The Environmental Working Group has been a leading voice on behalf of environmental health and the impact chemicals have on people for more than two decades.
Our research has spotlighted the presence of carcinogenic chemicals in everyday consumer goods, personal care products, children’s toys, drinking water, food and even in the blood of babies in the womb.
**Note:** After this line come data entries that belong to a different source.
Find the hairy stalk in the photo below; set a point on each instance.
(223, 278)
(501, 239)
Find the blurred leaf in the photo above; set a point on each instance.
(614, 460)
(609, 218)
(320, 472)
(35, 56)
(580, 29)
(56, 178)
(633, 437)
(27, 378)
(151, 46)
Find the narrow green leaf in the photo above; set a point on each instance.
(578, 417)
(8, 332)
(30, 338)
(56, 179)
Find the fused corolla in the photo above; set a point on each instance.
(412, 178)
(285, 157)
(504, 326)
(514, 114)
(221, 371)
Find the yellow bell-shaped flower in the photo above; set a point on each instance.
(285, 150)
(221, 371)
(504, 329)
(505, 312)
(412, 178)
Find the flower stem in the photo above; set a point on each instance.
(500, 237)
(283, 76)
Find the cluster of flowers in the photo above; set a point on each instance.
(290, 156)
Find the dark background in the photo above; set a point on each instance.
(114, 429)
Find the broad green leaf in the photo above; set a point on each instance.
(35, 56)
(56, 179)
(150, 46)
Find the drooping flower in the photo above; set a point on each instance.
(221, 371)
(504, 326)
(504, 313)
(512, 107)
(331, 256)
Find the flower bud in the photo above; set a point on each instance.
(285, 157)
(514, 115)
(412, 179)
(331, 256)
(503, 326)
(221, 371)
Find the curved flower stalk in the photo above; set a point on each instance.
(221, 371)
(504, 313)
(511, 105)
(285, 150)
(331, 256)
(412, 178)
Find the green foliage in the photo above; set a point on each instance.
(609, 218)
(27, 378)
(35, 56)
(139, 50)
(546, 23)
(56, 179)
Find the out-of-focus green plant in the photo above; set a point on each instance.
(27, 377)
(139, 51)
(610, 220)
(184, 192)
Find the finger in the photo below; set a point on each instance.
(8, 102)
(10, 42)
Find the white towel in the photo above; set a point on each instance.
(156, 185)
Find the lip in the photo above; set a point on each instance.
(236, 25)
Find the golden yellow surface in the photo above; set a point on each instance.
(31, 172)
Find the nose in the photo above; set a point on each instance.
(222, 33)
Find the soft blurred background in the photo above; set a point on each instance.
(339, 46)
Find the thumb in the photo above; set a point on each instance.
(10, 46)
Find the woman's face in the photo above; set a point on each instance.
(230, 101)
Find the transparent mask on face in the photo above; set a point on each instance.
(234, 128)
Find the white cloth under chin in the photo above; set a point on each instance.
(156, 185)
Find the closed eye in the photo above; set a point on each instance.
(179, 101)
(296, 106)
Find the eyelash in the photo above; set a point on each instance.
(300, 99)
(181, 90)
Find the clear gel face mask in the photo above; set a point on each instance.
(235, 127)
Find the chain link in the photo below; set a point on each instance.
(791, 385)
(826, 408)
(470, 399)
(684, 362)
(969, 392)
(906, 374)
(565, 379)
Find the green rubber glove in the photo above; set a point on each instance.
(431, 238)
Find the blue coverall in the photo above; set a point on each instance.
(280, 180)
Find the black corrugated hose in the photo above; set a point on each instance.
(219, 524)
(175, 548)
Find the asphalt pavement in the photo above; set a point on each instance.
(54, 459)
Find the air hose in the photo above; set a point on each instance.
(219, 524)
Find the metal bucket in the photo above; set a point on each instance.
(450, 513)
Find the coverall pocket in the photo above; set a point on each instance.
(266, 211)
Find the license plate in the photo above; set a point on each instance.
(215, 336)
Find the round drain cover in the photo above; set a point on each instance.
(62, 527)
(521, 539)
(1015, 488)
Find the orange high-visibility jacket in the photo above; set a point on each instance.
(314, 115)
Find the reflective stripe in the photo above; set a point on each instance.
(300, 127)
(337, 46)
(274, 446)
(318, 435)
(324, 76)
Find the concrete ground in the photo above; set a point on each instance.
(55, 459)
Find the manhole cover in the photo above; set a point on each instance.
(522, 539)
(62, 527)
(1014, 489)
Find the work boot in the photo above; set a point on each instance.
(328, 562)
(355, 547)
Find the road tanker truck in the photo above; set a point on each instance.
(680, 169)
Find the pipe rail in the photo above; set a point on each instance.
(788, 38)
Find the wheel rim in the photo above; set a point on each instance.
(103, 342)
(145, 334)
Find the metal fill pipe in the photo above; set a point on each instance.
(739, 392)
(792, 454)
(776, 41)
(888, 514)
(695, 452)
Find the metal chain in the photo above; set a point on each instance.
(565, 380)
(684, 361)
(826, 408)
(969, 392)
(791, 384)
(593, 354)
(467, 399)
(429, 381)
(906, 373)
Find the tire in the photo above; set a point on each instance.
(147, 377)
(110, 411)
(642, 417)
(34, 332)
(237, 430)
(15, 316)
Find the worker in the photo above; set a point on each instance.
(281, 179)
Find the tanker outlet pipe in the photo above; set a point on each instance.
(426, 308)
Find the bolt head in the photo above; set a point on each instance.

Last year, EWG released a report, “Rethinking Carcinogens,” in conjunction with new groundbreaking research on chemical exposures and cancer conducted by the Halifax Project. a collaboration of hundreds of cancer researchers and scientists from around the world.
The findings of the Halifax Project add to long overlooked evidence that combinations of chemicals – ones that don’t cause cancer on their own – likely contribute to the burden of cancer.
In response, EWG has launched a new Cancer Prevention Initiative. On May 3, EWG hosted a symposium in San Francisco focusing on rethinking the role of the environment in cancer prevention and diagnosis.
The Cancer Prevention Initiative website offers the cutting-edge research from leading experts and thought leaders, and provides people with helpful tips to reduce exposure to the chemicals that can trigger the disease to begin with. So much cancer is avoidable, and EWG is working alongside many others in putting cancer prevention within reach.